There is one moment where my mother’s all-praising voice falters. She describes the broken hip that precipitated my grandmother’s death. I remember that summer well. We all expected my grandmother to recover, but she didn’t. My mother often came home from the hospital in tears, frustrated by my grandmother’s lack of progress. In the eulogy, my mother frames this as my grandmother’s choice. For years, my grandmother chastised my mother for not visiting enough, not calling enough, not loving enough. Now it was my grandmother’s turn to disappoint her daughter by not fighting hard enough to live.

This moment — where my mother’s consternation seeps out — comforts me. It reminds me that I wasn’t the only one who brought my hurt into a situation intended to celebrate another’s strengths. It also made me realise that while my issues with my mother were specific to us, many others have also struggled with their relationship with a parent. And haven’t most of us carried some of that struggle into our adulthoods? Where do we hide these hurts? And when do they slip out?

The author, age 10, with her mother in their backyard. "This is my favorite photo of us together," she writes.
Courtesy of Alyson Pomerantz
The author, age 10, with her mother in their backyard. "This is my favorite photo of us together," she writes.

I don’t think that I intentionally chose to make my mother look bad in my eulogy. As I searched for the right words to talk about who she was, perhaps I was facing the uncomfortable fact that she never did the same for me. And now, never would.
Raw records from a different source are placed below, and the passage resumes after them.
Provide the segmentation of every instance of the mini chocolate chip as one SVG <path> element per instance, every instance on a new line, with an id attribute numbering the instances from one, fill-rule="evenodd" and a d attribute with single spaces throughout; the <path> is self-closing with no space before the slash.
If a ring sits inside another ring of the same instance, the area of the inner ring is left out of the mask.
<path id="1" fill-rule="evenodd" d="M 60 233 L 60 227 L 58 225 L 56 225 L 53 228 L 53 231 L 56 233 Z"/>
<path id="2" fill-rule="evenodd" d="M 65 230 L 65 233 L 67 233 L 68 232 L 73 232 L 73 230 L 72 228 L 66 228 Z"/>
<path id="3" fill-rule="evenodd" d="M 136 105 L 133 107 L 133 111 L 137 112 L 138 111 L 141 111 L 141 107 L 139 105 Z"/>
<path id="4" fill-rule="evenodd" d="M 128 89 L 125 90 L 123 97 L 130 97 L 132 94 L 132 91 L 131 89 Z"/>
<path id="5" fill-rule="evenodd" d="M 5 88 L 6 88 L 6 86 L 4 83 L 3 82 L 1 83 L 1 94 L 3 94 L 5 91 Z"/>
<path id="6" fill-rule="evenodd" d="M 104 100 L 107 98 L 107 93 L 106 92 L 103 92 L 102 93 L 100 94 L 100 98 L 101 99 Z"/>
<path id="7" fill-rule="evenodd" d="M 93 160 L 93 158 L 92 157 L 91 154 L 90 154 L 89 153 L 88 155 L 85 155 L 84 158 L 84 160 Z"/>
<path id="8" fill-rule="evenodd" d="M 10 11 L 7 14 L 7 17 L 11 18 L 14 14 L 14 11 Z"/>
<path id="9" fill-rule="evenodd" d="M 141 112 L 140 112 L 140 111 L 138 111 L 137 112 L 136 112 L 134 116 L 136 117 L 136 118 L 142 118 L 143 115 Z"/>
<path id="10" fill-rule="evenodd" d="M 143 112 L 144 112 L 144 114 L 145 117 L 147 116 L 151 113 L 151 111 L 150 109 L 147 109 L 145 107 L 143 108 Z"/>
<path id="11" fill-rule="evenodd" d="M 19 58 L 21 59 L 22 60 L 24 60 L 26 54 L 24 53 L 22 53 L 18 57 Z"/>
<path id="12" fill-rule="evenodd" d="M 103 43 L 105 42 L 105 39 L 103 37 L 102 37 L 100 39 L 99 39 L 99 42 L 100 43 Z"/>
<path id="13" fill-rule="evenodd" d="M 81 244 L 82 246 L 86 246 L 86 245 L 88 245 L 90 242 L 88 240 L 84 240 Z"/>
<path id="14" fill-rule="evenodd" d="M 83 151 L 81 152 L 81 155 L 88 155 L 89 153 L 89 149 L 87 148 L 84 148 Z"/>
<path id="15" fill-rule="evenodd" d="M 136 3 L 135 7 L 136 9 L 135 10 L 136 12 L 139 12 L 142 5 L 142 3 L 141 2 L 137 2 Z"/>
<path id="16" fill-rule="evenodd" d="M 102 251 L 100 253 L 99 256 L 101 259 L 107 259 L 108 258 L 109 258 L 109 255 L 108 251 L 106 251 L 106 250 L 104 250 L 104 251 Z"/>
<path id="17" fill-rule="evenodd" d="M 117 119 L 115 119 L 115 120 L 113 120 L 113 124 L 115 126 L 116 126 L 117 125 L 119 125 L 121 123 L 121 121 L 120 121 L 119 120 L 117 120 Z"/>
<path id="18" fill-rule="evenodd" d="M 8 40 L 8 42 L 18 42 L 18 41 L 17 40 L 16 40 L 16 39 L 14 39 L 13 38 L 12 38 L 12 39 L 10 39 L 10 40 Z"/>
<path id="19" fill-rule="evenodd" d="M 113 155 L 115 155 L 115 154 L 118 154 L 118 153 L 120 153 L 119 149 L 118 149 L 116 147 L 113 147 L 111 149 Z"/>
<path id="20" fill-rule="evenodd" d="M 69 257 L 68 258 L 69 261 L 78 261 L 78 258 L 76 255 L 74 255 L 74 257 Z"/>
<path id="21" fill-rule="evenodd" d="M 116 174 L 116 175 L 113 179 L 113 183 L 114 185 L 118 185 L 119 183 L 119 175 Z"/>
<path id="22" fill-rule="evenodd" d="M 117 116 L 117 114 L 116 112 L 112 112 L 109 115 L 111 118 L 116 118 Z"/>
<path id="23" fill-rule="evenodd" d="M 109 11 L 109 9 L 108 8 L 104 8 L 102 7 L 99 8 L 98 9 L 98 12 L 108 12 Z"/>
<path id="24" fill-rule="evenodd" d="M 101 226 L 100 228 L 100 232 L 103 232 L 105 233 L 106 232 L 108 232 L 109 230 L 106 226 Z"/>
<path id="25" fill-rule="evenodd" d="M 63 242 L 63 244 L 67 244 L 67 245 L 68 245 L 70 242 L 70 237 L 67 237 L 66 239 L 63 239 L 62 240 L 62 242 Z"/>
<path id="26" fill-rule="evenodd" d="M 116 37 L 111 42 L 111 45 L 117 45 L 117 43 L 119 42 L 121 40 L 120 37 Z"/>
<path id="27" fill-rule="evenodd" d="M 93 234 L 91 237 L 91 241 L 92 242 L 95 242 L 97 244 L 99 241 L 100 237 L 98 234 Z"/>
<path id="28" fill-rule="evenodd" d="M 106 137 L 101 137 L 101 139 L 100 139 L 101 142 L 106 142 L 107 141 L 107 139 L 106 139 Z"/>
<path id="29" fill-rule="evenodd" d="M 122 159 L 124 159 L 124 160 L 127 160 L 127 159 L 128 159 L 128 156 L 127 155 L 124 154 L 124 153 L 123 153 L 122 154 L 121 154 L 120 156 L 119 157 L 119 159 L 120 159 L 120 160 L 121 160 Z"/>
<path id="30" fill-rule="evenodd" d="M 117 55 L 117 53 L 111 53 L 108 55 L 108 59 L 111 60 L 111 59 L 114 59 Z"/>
While I might not be my mother’s carbon copy, as she had once believed, this is one place where our images certainly and squarely overlapped: We both shared an inability to truly see each other separate from one another.

In the final words of my eulogy, I remember addressing my mother directly. “I love you, Mom,” I said, crying at “Mom” — a word that had taken up so much space in my life and now would have new meaning without her.

I might have botched the eulogy, but no one could mistake my emotion: I loved my mother very much. And while our love for each other couldn’t completely bridge our differences, I hold onto the thought that had my mother lived, this love would have enabled us to work through our issues.

Unlike a eulogy, a relationship does not exist at a fixed moment in time. The story of my mother and me continues to write itself in my head. In my imagination, there is always room for a do-over.

Alyson Pomerantz writes memoir and screenplays, mostly while commuting by train to New York City. She is at work on a memoir about understanding her sexuality and finding love in her 20s and 30s after the death of her mother.